Tesis de maestría
Probabilistic Agent Localization and Fuzzy-Bayesian Pass Evaluation for the RoboCup Simulation 3D League-Edición Única
Fecha
2007-12-01Autor
Bustamante Horta, Carlos Fernando
Institución
Resumen
In most real-time multiagent systems, the environment tends to be very complex,
partially observable, stochastic, sequential, dynamic and continuous. In such constantly
changing and challenging environments, agents must be prepared to deal with
uncertainty and noisy measurements when making decisions.
This thesis aims at describing, analyzing, implementing and discussing probabilistic
and statistical machine learning for action evaluation in the RoboCup 3D Soccer
Simulation domain. Many of the issues appear when developing a RoboCup 3D team.
Soccer is a game that presents a really complex environment like the one described
above. This makes it a really good testbed for machine learning algorithms.
In order to successfully apply machine learning for evaluating actions, a RoboCup
3D agent needs to have a good and accurate world model. That is why this thesis
divides the problem in three layers: obtaining the motion models, self localization and
classification for action evaluation. An entire chapter is dedicated to the first layer for
obtaining the motion models of the spherical agents and the ball. This allows the agent
to understand and predict its actions and precisely localize itself in the environment.
Another chapter is dedicated for the second layer, explaining and testing an interesting
and innovative approach to mobile robot localization using particle filters called
Monte Carlo Localization (MCL). The motion models from the first layer are used in
MCL to sample particles in the prediction phase of the particle filter. Furthermore,
the filter is enhanced using injection of random particles with a proposed Kalman filter
sensor fusion strategy.
The third layer is covered in another chapter, using classification for action evaluation.

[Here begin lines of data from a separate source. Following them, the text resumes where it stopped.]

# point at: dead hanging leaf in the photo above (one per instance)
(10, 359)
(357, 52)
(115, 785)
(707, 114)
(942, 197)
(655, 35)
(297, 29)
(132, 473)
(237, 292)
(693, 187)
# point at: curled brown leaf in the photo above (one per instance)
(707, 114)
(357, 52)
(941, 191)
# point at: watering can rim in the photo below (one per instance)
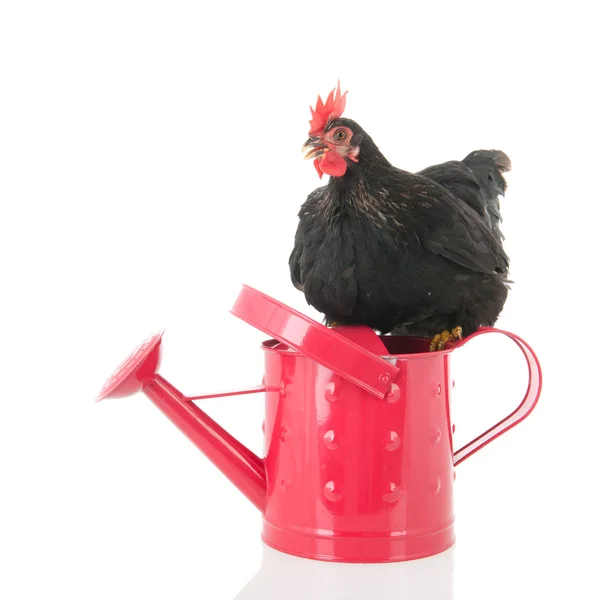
(408, 355)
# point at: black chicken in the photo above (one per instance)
(417, 253)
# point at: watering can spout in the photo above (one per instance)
(239, 464)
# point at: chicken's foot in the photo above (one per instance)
(440, 340)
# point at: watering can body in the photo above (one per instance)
(359, 460)
(351, 476)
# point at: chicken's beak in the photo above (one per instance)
(314, 147)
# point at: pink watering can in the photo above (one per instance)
(359, 462)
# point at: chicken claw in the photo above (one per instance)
(440, 340)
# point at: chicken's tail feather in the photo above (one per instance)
(488, 167)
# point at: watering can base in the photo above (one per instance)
(360, 548)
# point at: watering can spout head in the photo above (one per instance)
(135, 372)
(138, 373)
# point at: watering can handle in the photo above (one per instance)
(322, 344)
(523, 410)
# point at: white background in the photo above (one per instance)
(150, 163)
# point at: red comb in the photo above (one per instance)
(331, 109)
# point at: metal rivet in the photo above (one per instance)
(330, 441)
(385, 379)
(393, 394)
(331, 492)
(331, 392)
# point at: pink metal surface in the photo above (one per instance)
(359, 462)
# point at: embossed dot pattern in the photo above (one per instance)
(393, 442)
(330, 440)
(393, 494)
(331, 392)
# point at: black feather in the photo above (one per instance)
(418, 253)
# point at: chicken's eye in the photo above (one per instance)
(339, 135)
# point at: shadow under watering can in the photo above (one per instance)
(359, 460)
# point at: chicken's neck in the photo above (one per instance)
(365, 187)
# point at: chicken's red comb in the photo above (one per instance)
(331, 109)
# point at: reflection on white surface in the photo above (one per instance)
(289, 577)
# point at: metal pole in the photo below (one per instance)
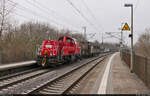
(132, 61)
(84, 28)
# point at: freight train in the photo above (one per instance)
(66, 49)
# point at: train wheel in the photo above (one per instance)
(44, 61)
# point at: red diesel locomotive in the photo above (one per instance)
(52, 53)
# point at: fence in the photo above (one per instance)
(141, 66)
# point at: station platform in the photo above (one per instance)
(117, 78)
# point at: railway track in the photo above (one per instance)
(64, 83)
(12, 80)
(54, 81)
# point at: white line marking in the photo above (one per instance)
(103, 85)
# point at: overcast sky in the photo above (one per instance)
(105, 15)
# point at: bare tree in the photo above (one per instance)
(6, 7)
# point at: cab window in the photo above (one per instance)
(68, 40)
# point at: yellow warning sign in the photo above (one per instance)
(126, 27)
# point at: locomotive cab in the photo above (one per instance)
(56, 52)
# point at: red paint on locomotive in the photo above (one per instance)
(66, 47)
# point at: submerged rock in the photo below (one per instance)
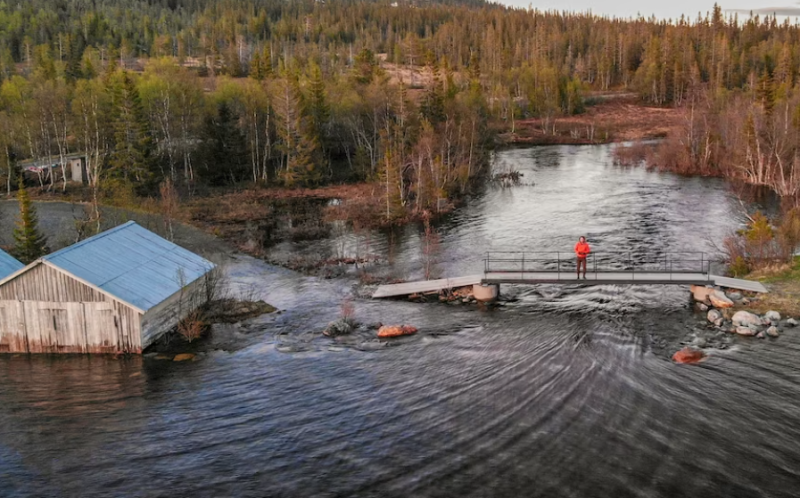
(720, 300)
(688, 355)
(746, 331)
(700, 293)
(396, 331)
(343, 326)
(713, 316)
(746, 318)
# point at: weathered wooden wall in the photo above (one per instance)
(47, 311)
(167, 314)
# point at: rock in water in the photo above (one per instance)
(688, 355)
(746, 318)
(735, 296)
(713, 316)
(747, 331)
(396, 331)
(720, 300)
(701, 293)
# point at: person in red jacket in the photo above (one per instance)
(582, 250)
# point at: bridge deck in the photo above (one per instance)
(598, 278)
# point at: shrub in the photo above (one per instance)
(192, 327)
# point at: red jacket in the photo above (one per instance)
(582, 249)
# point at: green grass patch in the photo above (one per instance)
(785, 273)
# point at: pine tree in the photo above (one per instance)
(133, 146)
(29, 243)
(432, 106)
(318, 109)
(225, 148)
(299, 145)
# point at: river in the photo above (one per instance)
(561, 392)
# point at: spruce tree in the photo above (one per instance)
(29, 243)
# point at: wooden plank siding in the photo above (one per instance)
(44, 310)
(45, 283)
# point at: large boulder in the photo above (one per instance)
(713, 316)
(735, 296)
(720, 300)
(746, 318)
(688, 355)
(396, 331)
(700, 293)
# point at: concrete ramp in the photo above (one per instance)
(408, 288)
(739, 284)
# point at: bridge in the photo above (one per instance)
(521, 267)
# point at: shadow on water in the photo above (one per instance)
(562, 391)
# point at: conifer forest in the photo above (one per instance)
(409, 95)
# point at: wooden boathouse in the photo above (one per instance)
(8, 264)
(117, 291)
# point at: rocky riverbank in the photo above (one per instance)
(729, 314)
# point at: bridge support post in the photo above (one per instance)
(486, 293)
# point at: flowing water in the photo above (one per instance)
(561, 392)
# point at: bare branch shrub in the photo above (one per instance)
(430, 245)
(192, 326)
(170, 202)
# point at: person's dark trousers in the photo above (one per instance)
(582, 261)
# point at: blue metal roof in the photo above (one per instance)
(8, 264)
(132, 264)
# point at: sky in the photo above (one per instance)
(664, 9)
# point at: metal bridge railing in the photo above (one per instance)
(597, 262)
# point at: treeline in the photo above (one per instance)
(529, 56)
(291, 125)
(300, 93)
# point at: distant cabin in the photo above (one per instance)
(74, 165)
(117, 291)
(8, 265)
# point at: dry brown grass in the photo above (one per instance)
(783, 281)
(611, 120)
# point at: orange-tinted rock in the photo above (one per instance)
(720, 300)
(688, 355)
(396, 331)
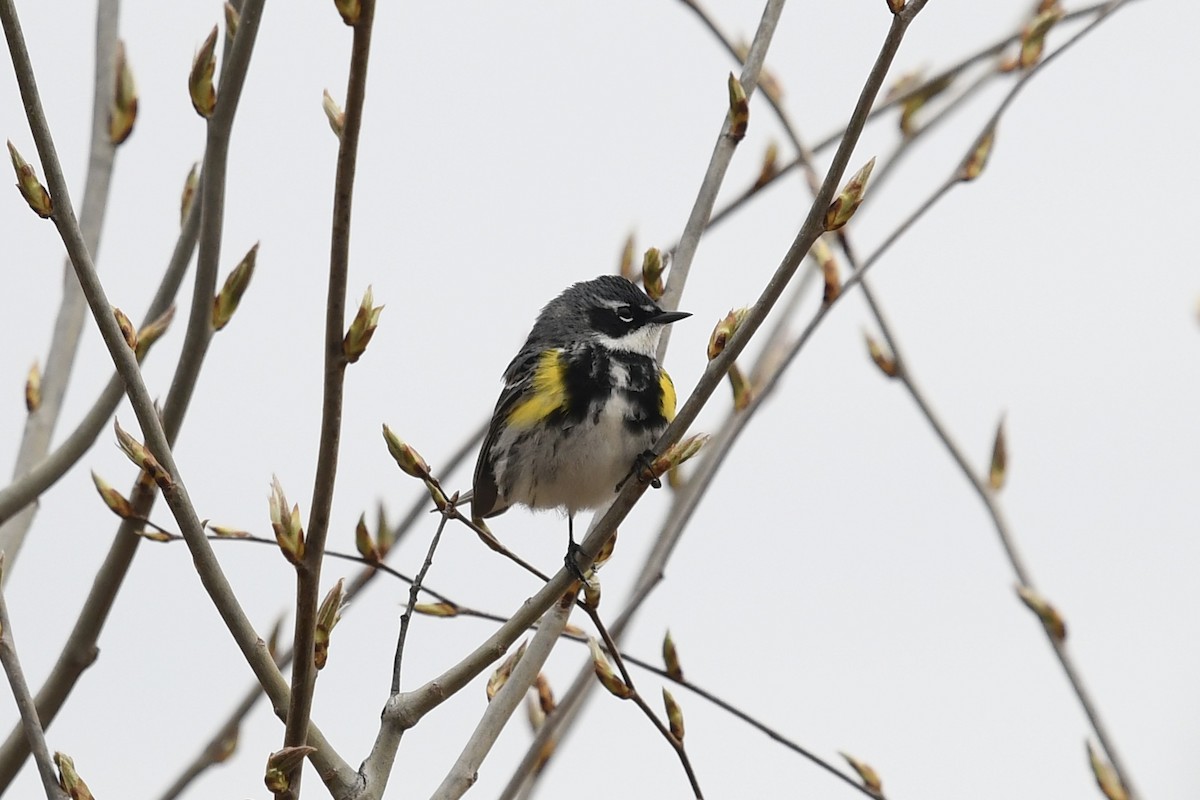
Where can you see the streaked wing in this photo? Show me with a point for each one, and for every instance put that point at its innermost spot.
(485, 495)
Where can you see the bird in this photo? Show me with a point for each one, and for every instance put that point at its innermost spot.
(583, 402)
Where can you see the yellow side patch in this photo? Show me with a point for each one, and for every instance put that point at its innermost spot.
(666, 403)
(546, 395)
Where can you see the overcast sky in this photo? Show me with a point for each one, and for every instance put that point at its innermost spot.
(841, 582)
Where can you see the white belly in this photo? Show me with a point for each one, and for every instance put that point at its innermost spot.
(576, 468)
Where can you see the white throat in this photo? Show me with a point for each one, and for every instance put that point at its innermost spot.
(645, 341)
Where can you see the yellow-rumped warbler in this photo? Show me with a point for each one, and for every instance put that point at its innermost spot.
(583, 400)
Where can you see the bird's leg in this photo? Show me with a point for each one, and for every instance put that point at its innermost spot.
(643, 463)
(573, 549)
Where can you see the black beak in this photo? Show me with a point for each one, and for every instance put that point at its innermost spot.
(667, 317)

Classification, or concept learning, is a special type of supervised machine
learning in which a function is estimated from a training set of labeled attribute vectors
or examples. Thus, when a new example arrives, it is labeled using the learned
function, i.e. classified as a specific concept. A commonly known classifier that deals
with uncertainty in computationally tractable time and space is the Naive Bayes classifier.

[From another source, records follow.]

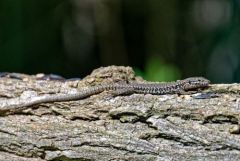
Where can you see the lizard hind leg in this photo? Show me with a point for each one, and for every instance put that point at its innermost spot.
(123, 91)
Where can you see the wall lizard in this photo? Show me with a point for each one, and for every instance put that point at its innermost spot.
(177, 87)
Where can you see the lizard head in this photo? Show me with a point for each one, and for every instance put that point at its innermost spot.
(194, 82)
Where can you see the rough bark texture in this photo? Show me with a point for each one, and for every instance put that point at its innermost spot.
(134, 127)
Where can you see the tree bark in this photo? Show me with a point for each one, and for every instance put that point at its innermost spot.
(202, 126)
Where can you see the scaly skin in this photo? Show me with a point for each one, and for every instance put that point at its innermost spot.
(178, 87)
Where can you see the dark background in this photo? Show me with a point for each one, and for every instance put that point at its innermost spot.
(160, 39)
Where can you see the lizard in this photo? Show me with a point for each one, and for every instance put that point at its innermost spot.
(178, 87)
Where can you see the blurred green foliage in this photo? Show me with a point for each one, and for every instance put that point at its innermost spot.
(163, 40)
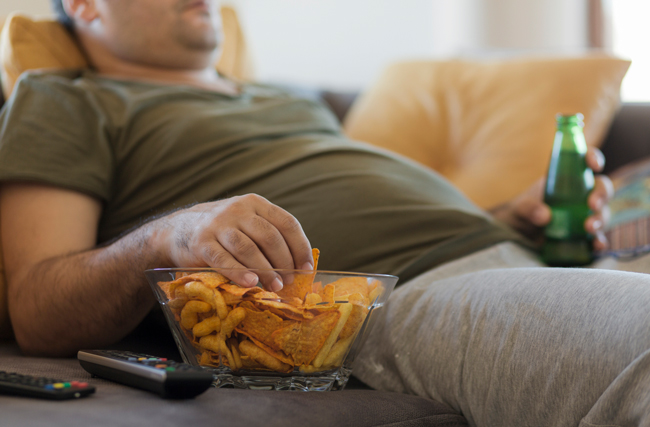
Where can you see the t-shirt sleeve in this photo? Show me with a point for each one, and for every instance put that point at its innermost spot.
(52, 132)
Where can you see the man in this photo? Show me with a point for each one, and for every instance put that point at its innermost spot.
(97, 167)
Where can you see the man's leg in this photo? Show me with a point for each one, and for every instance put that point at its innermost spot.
(518, 346)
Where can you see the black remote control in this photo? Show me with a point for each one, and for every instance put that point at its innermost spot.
(167, 378)
(15, 384)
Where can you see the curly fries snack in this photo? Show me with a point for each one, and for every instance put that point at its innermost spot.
(306, 326)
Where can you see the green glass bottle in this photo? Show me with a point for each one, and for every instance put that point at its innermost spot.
(568, 184)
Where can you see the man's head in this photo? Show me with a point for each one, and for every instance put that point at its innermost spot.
(170, 34)
(61, 16)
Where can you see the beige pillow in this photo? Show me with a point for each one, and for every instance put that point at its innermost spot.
(486, 126)
(27, 44)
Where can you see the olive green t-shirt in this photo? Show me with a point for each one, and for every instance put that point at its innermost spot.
(144, 149)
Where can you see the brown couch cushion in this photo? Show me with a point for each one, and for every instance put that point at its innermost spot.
(117, 405)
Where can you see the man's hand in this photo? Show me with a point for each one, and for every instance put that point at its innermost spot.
(245, 231)
(528, 214)
(65, 293)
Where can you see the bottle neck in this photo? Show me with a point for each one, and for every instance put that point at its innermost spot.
(570, 134)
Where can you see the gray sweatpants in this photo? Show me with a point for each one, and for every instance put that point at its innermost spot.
(507, 342)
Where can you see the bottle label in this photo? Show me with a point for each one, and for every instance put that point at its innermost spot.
(567, 222)
(560, 225)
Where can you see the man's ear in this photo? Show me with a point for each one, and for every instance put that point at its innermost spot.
(81, 10)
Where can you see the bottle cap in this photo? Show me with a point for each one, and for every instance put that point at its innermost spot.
(570, 119)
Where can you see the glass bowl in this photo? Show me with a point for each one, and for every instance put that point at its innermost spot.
(304, 337)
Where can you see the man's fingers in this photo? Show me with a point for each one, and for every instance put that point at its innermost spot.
(595, 159)
(270, 241)
(234, 249)
(293, 234)
(214, 255)
(600, 242)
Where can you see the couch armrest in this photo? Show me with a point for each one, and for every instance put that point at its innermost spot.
(628, 138)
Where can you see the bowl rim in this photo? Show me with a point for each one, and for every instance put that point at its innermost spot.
(201, 269)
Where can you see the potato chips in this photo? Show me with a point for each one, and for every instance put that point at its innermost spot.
(307, 327)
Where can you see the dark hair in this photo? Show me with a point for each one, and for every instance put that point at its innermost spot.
(61, 16)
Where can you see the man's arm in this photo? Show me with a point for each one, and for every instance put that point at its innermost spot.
(65, 294)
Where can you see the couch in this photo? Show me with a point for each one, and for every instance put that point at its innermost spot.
(627, 140)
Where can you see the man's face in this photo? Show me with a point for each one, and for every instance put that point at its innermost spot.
(160, 32)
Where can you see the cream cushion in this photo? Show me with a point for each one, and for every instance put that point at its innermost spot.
(486, 126)
(27, 44)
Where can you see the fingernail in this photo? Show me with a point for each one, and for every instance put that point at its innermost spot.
(276, 285)
(540, 216)
(250, 279)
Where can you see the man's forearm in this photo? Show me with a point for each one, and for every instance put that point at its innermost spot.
(87, 299)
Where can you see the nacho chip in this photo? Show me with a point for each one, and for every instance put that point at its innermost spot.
(313, 299)
(337, 353)
(317, 287)
(211, 279)
(260, 325)
(358, 299)
(290, 315)
(354, 322)
(303, 340)
(262, 357)
(250, 364)
(281, 306)
(350, 285)
(344, 310)
(235, 289)
(200, 291)
(327, 294)
(278, 354)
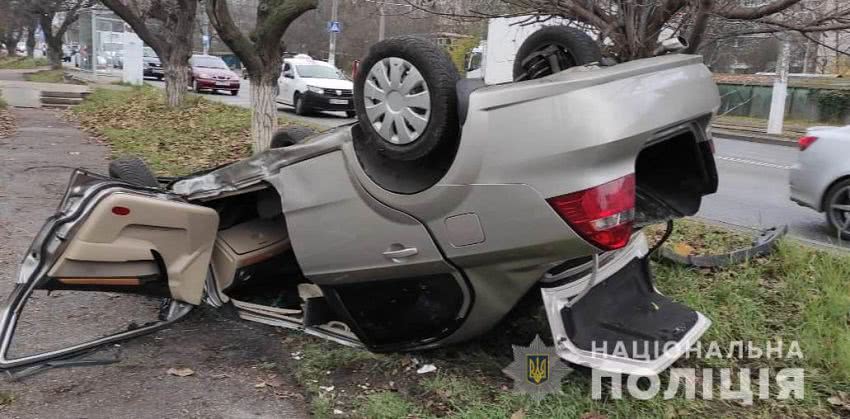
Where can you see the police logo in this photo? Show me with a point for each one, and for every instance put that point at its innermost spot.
(537, 370)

Although its conditional independence assumption is not always accomplished,
it has proved to be successful in a whole range of applications. Typically, the Naive
Bayes model assumes discrete attributes, but modifications have been proposed in the
literature for handling in continuous domains. This chapter analyzes the performance
of a hybrid Fuzzy Naive Bayes classifier in the RoboCup Simulation 3D domain in
which attributes are treated as fuzzy variables. A comparison is made between the
aforementioned approach and a Gaussian Naive Bayes classifier using the pass skill as
a testbed.
Results show that the motion models were precise when evaluating the parameters
with noiseless data. The hybrid localization method works well even for global localization
problems in the sense that it recovers relatively fast from errors and is accurate.
On the other hand, the hybrid action evaluation mechanism gave acceptable results
with approximately 80% of the examples correclty classified in a test set for a pass skill
scenario. The last chapter shows that there is a lot of future research on these topics.